Smuda v. Jefferson District School Board

267 Wis. 84 | Wis. | 1954

267 Wis. 84 (1954)

SMUDA, Respondent,
vs.
JEFFERSON DISTRICT SCHOOL BOARD, Appellant.

Supreme Court of Wisconsin.

April 9, 1954.
May 4, 1954.

For the appellant there was a brief and oral argument by Howard G. Brown of Milwaukee.

For the respondent there was a brief by Eisenberg, Kletzke, Ratzel, Dern & Yockey of Milwaukee, and oral argument by Edward J. Yockey.

BROWN, J.

The defendant appeared specially to object to numerous procedural irregularities. No one seems to have been misled by them. They were not particularly material *85 and many of them could be remedied by amendment. We do not think they require discussion or decision and limit our consideration to more vital assignments of error.

In effect, plaintiff complained that her minor child was legally entitled to attend the Jefferson District School but was wrongfully excluded on the ground that plaintiff, and consequently her child, was not a resident of the school district. Plaintiff's complaint alleged that for many years she had been a resident of the district and intended to remain one but for the time being, due to some necessary alterations in her dwelling, she was spending her nights in another school district. During the day, plaintiff alleged, she conducted her tavern business in the defendant district and cared for her child there outside of school hours. At night, though plaintiff slept outside the district, the child slept within it pursuant to an arrangement made by plaintiff. Upon this complaint plaintiff procured an order directing defendant to show cause why a temporary writ of mandamus should not issue directing defendant to admit the child to its school.
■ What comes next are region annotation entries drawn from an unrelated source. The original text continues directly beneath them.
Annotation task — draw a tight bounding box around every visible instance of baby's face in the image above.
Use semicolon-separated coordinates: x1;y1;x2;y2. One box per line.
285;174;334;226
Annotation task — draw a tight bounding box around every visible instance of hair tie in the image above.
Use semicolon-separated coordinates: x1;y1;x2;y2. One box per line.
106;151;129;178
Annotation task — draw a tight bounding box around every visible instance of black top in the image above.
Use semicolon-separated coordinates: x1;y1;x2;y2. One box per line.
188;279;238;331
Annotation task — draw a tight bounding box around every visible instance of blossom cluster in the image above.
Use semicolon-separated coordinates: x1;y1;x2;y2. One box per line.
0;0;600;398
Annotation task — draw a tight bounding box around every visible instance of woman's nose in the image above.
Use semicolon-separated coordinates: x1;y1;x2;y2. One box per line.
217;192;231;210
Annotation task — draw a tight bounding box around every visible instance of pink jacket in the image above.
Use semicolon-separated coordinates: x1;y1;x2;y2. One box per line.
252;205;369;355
The order to show cause came on for hearing December 4, 1953. Defendant then served and filed an affidavit denying that plaintiff and her child were residents of the school district. No testimony was taken, no facts were stipulated. No findings were made by the trial court,—particularly no findings concerning residence,—but on December 11, 1953, the court entered the following order from which the present appeal is taken.

"It is ordered: That the defendant, Jefferson District School Board, shall cease and desist from preventing the minor child of the petitioner, Kathleen Smuda, from attending the Jefferson District School; and that the said minor child shall be so permitted to attend the said school from and after December 4th, 1953; that if the petitioner, Helen Smuda, is not a resident of the town of Greenfield on or before May 1st, 1954, the said petitioner shall pay to the *86 defendant a sum of money for tuition expenses of the said minor child, the said sum to be set in the discretion of this court."
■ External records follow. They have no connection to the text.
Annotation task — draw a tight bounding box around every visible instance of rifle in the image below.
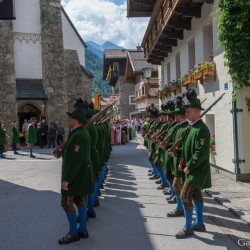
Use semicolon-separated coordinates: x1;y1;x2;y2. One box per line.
156;122;170;143
151;123;167;142
168;93;225;155
98;110;118;124
144;123;158;139
161;123;179;150
147;122;161;139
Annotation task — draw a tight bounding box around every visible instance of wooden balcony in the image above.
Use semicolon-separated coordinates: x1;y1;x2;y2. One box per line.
142;0;214;65
127;0;156;17
108;70;119;86
194;62;216;84
182;73;196;87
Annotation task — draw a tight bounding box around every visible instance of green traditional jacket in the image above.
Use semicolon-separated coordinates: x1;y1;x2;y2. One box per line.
96;124;105;172
143;120;156;149
87;124;100;174
182;120;212;190
102;122;111;162
160;123;176;171
61;127;94;196
26;124;37;145
11;126;20;144
0;128;7;146
171;121;188;177
162;122;176;171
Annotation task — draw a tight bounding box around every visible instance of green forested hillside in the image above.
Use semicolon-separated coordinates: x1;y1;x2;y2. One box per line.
85;41;124;97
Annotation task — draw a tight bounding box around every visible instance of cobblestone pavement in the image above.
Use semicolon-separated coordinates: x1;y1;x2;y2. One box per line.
0;140;250;250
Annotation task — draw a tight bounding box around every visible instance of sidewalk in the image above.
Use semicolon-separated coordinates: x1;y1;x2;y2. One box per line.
137;134;250;225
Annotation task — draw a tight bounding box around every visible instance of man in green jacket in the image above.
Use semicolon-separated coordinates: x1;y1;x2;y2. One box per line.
175;96;212;239
58;109;93;244
11;121;20;155
167;97;188;217
0;121;7;158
In so far as it concerns the right of the child to attend this school the order, unless reversed, is conclusive. The fact that it does not require plaintiff to furnish security, as directed by sec. 268.06, Stats., when interlocutory injunctions are granted, merely confirms what is already apparent on the order's face, that this was a final and not an interlocutory injunction. By its terms the child, regardless of where she resides, may attend defendant's school without charge from December, 1953, to May, 1954, providing that her mother, the plaintiff, is a resident on or before May 1, 1954. If such residence is not established by May 1st, the defendant-district shall receive such tuition as the court in its discretion may prescribe.

Neither plaintiff nor her child have been found to be residents of the defendant district and the district denies that they reside there. The order assumes that they may be nonresidents and attempts to make provision accordingly, but nevertheless it commands defendant to accept the pupil without the precedent written agreement by the parents to pay nonresident tuition at the legal rate, as required by sec. 40.654, Stats. 1953, and leaves compensation to the discretion of the court instead of as established by sec. 40.65 (3), Stats. 1953.

The court has neither discretion nor jurisdiction to compel a school district to accept pupils on other than statutory terms. In making the order from which defendant has appealed the learned trial court exceeded its jurisdiction.

By the Court.—Order reversed. Cause remanded for further proceedings consistent with the opinion.